Bund übernimmt Bafög

1,17 Milliarden Bildungsplus für die Länder

Autorin: Sabrina Hambloch

b dem Wintersemester 2016/17 steigen die BaföG-Sätze. Grund dafür ist eine Neuregelung in der Bildungsfinanzierung zwischen Bund und Ländern.
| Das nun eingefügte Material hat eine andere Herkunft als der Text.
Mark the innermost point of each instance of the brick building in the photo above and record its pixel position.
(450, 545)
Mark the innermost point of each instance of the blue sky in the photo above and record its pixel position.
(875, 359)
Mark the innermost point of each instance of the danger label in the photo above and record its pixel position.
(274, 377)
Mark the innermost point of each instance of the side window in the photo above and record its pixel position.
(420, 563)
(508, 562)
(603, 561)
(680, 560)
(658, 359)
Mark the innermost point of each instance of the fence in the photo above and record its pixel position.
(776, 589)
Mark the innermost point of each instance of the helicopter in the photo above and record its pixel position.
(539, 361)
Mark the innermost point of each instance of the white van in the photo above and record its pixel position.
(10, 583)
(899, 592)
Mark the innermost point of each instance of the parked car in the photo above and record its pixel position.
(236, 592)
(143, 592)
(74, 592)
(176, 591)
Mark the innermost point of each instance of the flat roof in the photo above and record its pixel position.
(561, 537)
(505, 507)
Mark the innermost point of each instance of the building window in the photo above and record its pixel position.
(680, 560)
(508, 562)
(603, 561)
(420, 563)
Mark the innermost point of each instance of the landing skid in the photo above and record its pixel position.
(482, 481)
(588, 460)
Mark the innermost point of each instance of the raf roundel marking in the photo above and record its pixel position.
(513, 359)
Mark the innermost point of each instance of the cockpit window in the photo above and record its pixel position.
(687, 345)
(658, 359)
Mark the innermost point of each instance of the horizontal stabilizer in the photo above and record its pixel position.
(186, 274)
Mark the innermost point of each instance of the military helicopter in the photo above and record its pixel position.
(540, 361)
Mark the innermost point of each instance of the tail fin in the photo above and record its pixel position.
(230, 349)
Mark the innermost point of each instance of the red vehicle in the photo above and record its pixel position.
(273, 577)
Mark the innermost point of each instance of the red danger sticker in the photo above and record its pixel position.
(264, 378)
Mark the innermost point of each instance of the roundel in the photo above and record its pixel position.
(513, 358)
Die komplette Finanzierung des BaföG wird ab 2015 vom Bund übernommen. Das teilte Finanzminister Wolfgang Schäuble diese Woche in Berlin mit. Im Zuge der Kostenübernahme erhöhen sich die Bafögsätze ab dem Wintersemester 2016/17. Wie stark sie ansteigen werden, ist noch unklar. Bislang trugen die Länder 35 Prozent der BaföG-Kosten, der Bund 65 Prozent. Die eingesparten 1,17 Milliarden Euro sollen für Schulen und Hochschulen verwendet werden.
Außerdem kann sich der Bund in Zukunft vermehrt an Investitionen in der Forschung beteiligen. Dies sieht eine Ergänzung des Grundgesetzes vor, das bislang die direkte Förderung von Bildungsprojekten durch den Bund verboten hatte. Weiterhin bestehen bleibt das sogenannte Kooperationsverbot hingegen im Bereich der Schulen.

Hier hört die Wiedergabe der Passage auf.